The defense offered no rebuttal to the prosecution’s case but appealed in closing arguments to reasonable doubt, arguing that the state developed “tunnel vision” after finding evidence that pointed to Davis’s AR-15.
“We’re sure that rifle killed Curtis Ross,” Duker told the jury on Thursday. “The question is who pulled the trigger.”
Jamison Davis, the suspect’s father, testified that Davis had “guns everywhere” that he collected over the years, including shotguns, pistols, knives, and other armament to satisfy his survivalist instincts.
“His hobby—I think the proper term—was being a prepper,” Jamison said adding that his son had “more than one” AR-15-style weapon.
On the day of Ross’s murder, Jamison Davis testified, Ethan was helping him with a “fixer-upper” project but said he needed to “run an errand”—which often meant he needed to buy cigarettes in nearby Seymour.
But Davis revealed on the stand that he actually ended up at his ex’s new boyfriend’s house and took their child, who suffered from a developmental disability.
Though Davis and his ex had “a verbal agreement” that his daughter would be spending Thanksgiving with him, Davis testified, he was driving back to his family’s house on Nov. 24 after buying a pack of cigarettes when he noticed his ex-girlfriend’s car at her new boyfriend’s house.
He went inside the house to question why his daughter had not yet been dropped off at his parents’ house, which incited an argument between the three adults.

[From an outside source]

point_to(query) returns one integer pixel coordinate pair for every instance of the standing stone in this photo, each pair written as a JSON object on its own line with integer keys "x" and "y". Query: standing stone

He admitted in court that in a fit of rage, he “fired a weapon” and took his daughter. (He was convicted of two misdemeanors in connection with that in June.)
He then drove to see several relatives and friends with the child before finally dropping her off with Joseph Babbitt, one of his best friends.
“He said he went and got his kid out of a crack house,” Babbitt testified this week. “He walked in, fired a round in the air, grabbed his kid, and left.”
Davis was “visibly upset” when he dropped off the child—before he disappeared in his Hummer for another 30 hours.
“I forgot my cellphone at a cousin’s house,” he said on the stand in answer to a question about why no one could reach him after that. He admitted he hid at the north end of his parents’ property.
He testified that he only left the area “for hour or two” to visit Jones Church to pray late that Friday night. On the way, he spotted a sheriff's deputy and picked up his pace because he knew the cops were looking for him.
“I didn’t wanna go to jail,” Davis said.